A copper-bottomed profit generator

That’s because investors have yet to fully cotton onto the potential for Jubilee’s Zambian copper operations to produce eye-watering amounts of cash flow and profit. WH Ireland estimate Jubilee’s 100 per cent owned Sable Refinery, located adjacent to its Kabwe tailings resource in the Zambian Copper Belt, could produce copper revenue of US$119m in the 2021/22 financial year, based on 13,000 tonnes of output, an outcome that underpins operating profit of US$48.7m from that one activity alone.

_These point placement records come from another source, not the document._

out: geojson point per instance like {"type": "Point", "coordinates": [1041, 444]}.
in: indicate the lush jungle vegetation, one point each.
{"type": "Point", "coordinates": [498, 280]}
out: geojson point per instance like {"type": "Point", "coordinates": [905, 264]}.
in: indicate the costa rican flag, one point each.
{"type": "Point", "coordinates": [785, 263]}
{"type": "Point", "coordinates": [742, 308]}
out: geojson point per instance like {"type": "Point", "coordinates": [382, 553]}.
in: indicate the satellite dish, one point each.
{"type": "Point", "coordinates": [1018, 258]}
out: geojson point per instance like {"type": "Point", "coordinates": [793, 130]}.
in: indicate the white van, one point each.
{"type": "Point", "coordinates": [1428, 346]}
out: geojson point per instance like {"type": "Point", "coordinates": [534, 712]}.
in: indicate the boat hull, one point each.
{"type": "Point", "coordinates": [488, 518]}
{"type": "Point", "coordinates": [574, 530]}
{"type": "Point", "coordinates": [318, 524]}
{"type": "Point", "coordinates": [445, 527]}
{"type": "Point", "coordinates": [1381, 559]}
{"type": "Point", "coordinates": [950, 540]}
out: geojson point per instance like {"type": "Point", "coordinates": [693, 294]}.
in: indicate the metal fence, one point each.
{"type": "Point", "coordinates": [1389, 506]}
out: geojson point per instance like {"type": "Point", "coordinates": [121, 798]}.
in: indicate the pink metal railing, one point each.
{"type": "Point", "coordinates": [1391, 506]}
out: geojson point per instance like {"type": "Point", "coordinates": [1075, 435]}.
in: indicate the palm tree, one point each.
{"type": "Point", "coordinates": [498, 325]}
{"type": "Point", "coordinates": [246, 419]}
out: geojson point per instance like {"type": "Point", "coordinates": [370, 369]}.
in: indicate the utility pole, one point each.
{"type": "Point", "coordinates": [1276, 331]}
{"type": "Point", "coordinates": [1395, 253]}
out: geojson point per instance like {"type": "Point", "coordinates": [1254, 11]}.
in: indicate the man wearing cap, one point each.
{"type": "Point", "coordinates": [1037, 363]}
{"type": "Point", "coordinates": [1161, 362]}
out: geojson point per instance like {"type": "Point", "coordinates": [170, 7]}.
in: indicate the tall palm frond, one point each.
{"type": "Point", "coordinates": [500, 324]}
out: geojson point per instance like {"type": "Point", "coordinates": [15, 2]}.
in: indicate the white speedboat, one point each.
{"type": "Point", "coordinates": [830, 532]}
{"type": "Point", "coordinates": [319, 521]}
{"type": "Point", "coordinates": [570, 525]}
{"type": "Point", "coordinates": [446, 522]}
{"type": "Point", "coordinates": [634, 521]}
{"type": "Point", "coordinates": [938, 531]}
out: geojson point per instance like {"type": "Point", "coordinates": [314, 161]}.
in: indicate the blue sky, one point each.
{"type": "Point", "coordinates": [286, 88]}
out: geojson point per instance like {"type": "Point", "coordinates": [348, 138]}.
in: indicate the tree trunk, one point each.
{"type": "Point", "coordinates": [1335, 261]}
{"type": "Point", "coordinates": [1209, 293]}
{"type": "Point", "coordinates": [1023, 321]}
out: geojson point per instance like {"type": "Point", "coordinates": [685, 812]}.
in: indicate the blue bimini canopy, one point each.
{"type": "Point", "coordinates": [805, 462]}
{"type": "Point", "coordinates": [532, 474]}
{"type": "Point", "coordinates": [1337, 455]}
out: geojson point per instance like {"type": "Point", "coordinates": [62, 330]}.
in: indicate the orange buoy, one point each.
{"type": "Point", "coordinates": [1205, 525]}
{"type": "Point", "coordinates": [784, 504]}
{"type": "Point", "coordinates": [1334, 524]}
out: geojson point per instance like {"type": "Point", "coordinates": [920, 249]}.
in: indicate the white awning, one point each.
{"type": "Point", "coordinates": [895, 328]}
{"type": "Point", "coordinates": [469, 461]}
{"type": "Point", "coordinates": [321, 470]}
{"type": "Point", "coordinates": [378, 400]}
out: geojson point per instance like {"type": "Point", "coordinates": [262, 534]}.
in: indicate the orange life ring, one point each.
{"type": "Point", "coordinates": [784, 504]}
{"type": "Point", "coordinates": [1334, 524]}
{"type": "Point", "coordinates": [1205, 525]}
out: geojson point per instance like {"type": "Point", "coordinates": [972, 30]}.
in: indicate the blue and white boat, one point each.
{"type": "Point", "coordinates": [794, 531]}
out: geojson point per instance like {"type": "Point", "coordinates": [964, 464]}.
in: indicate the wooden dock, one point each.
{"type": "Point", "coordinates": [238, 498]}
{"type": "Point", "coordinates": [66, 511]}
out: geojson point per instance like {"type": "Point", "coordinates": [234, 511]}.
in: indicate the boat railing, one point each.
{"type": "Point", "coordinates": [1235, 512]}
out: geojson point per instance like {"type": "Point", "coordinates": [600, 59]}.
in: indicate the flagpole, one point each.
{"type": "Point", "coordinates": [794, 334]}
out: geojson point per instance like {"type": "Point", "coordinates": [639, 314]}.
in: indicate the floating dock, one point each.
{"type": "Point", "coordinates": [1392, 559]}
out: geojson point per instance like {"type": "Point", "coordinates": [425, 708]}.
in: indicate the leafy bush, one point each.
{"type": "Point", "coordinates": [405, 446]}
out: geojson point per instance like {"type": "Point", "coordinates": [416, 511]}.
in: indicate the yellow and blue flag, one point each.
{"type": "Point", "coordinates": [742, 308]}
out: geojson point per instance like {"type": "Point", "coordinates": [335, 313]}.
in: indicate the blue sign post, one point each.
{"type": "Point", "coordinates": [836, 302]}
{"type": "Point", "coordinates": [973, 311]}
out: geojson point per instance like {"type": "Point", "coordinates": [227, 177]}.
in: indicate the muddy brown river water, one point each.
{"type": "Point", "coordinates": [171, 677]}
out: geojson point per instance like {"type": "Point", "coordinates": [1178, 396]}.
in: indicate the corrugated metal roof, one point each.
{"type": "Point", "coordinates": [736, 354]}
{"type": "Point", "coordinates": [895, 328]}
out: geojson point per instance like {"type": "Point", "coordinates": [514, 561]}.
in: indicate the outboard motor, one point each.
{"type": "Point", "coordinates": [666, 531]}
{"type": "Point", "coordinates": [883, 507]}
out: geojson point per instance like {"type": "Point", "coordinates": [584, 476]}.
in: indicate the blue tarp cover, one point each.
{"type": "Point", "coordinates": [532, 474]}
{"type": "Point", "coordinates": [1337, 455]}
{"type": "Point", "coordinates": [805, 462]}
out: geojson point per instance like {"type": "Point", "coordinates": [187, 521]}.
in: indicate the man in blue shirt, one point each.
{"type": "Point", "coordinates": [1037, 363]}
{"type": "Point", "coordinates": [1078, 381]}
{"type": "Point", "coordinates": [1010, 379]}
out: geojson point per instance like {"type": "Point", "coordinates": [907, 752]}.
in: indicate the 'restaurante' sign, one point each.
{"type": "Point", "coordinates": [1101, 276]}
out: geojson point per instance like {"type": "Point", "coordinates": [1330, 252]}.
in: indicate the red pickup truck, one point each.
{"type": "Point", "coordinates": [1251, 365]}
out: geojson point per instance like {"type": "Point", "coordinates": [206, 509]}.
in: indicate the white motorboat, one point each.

If the copper price continues to perform robustly, then there could be even more upside given Sabre’s relatively fixed operating costs and a targeted unit cost of US$4,000 per tonne. The current copper spot price is US$9,780 per tonne, buoyed by the ongoing global economic recovery and US$30 trillion of fiscal stimulus programmes have been unleashed around the world to revive economies in response to the Covid-19 pandemic. These programmes all have one common factor – they are all copper-intensive.

For example, copper is expected to benefit from greater demand for electricity in a shift away from fossil fuels given that a greater portion of future power generation is forecast to come from renewable energy. Wind farms and solar panels require as much as five times more copper than that needed for fossil fuel power generation. Also, electric vehicles use four times as much copper as internal combustion engine (ICE) vehicles. Analysts at Bernstein estimate that copper demand from renewables and electric vehicles could increase by more than seven times by the 2050s, if the world is going to meet its net zero greenhouse gas emissions target.

Ongoing demand from China – the country accounts for 40 to 50 per cent of global demand, but only 8 per cent of supply – and the resurgent North American economy are other key reasons why the copper market moved from surplus to deficit in 2020, with estimated global demand of 26.1m tonnes exceeding supply of 25.5m tonnes. An undersupplied market is certainly good news for Jubilee as every US$1,000 per tonne increase in the copper price adds US$13m to operating profit based on 13,000 tonnes annual production.

 

Modest rating

Trading on a prospective cash-adjusted price/earnings (PE) ratio of 5, with the PGM price complex well underpinned and Jubilee set to ramp up copper production, I envisage Jubilee’s ongoing share price re-rating to continue.

In fact, having first advised buying the shares at just below 16p (Alpha Research: ‘A copper bottomed investment for the mining bull market’, 26 April 2021), I am raising my target price from 25p to 30p to factor in the sharp increase in the copper price since I initiated coverage. Strong buy.